Upon successful completion of the course, students should be able to:
• Locate and appraise legislative requirements or authoritative guidelines relevant to shelf life extension in fresh, minimally processed and processed foods.
• Recognise the elements of the Hazard Analysis Critical Control Point (HACCP) system
• Identify the principles of preservation processes
• Operate or observe equipment used in preservation processes with an understanding of the mechanism of preservation employed and the effects of the individual unit operations applied on food properties.
• Apply principles of food preservation to pilot scale production of processed food and evaluate variation in processing parameters or product formulation on product properties
• Prepare for practical exercises, organise team work and reflect on issues arising from practical exercise(s) and or production simulation(s) utilising the communication tools i.e.
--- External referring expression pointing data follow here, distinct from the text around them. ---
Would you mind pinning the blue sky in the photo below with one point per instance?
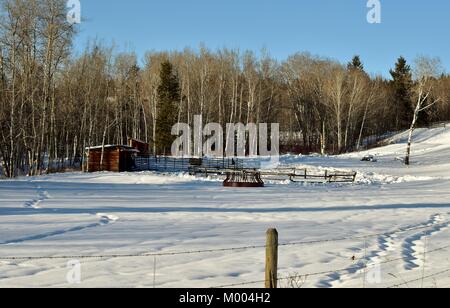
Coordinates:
(333, 28)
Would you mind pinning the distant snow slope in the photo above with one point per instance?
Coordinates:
(405, 209)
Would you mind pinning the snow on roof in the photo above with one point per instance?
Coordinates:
(109, 146)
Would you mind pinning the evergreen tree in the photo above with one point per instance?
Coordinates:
(356, 64)
(401, 85)
(169, 96)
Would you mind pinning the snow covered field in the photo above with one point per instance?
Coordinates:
(124, 214)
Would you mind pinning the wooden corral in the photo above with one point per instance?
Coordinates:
(116, 158)
(142, 147)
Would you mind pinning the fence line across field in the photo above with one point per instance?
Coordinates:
(231, 249)
(353, 267)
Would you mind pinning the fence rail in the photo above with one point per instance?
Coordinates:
(362, 264)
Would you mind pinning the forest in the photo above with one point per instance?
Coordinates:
(54, 102)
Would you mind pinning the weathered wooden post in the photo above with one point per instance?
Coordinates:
(271, 259)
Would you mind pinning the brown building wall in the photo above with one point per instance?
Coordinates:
(111, 160)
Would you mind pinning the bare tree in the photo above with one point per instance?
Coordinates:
(426, 71)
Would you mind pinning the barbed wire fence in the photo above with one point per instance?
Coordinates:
(357, 265)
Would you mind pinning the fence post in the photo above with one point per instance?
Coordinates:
(271, 280)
DLS Discussion board
• Identify and examine the method of packaging, packaging materials and storage practices employed in shelf life extension of fresh, minimally processed and processed foods in terms of the produce properties
• Recognise and analyse spoilage symptoms in fresh, minimally processed and processed foods and relate  same to the causes of food spoilage.
• Appreciate the effects of the raw material quality and handling procedures on the required severity of heat treatment, and total safety of the canned food produced
• Apply mathematical equations to calculate and graph process parameters and critically evaluate the boundaries of “acceptable” processes
• Appreciate the effect of processing upon the nutritional properties of foodstuffs



Overview of Learning Activities

The learning activities in this course include practical work, lectures, revision work and assignment work.
These activities provide experience in the use of equipment, evaluation of the properties of fresh, processed and or minimally processed produce, opportunities to gain an understanding of the connection between scientific concepts and theories and their application and practice and opportunities to experience processing involved in food preservation and the impact on food properties.
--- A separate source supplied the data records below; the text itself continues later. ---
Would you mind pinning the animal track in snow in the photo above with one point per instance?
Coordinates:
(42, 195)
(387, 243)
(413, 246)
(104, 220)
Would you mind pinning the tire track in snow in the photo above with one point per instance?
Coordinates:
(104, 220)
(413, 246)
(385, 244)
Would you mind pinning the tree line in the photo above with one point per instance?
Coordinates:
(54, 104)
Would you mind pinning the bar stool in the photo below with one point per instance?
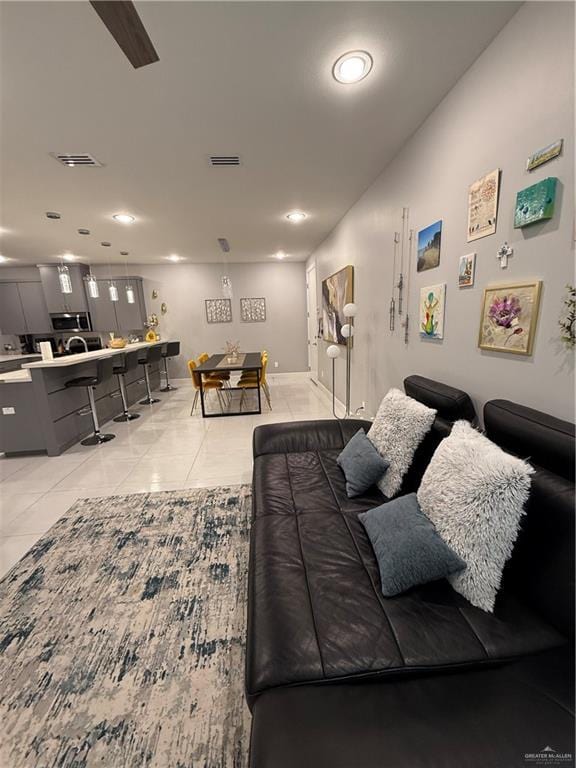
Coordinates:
(103, 373)
(145, 358)
(172, 349)
(120, 366)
Overview of Learning Resources

Students will be provided with lists of relevant texts, (re recommended reference list below), library resources (including appropriate journals) and freely accessible Internet sites.
Students will be able to access course information and learning material through the MyStudies site(also known as online@RMIT and Learning Hub).
Moir C.J Andrew-Kabilafkas C. Arnold G., Cox B. M. Hocking A. D & Jenson I., 2001, Spoilage of Processed Foods: Causes and Diagnosis, Southwood Press Pty Limited.
Fellows.P.J., 2000, Food Processing Technology Principles and Practice Woodhead Publishing Limted, Cambridge.
Reyes, V.G 1996, Improved preservation systems for minimally processes vegetables. Food Australia 48 (2)
Wills R.B.H mcGlasson W. B. Graham, D, Lee T.H and Hall E.G.1989, Postharvest An Introduction to the Physiology and handling of fruit and vegetables, 3rd ed. N.S.W University Press.
Potter N.N and Hotchkiss J.H. 1998, Food Science Aspen Publishers Inc. Maryland
Heldmann, D.R Hartel, R.W., 1997, Principles of food processing, International Thompson Publishing
Adams and Moss, 1995. Food Microbiology. The Royal Society of Chemistry, Thomas Graham House, Cambridge
Dellino, C.V.J 1990. Cold and Chilled Storage Technology, Blackie, London
Fellows, P.T 2000. Food processing Technology Principles & practices, CRC Press, Boca Raton. FL. RMIT call number 664F322.
Gould, G.W 1989. Mechanism of Action of Food Preservations procedures. Elsevier Applied Science, RMIT call number: 644.028.M486
Josephson, E.S and Peterson M.S. 1988. Preservation of Food by Ionizing Radiation, Vol III, CRC Press, Florida
Rees and Betlsion, 1991. Processing and Packaging of Heat Preserved Foods, Blackie, London
Stumbo, C.R. 1973 Thermobacteriology in Food Processing. 2nd Ed. Academic Press. London
Wiley, R.C. Minimally Processed Refrigerated Fruits and vegetables, Chapman & Hall. RMIT call number 664.85. M665


Overview of Assessment

Assessment in this course is based both on theory work and practical work. Theory work assessment contributes 75% to the overall course assessment and practical work 25% to the overall assessment.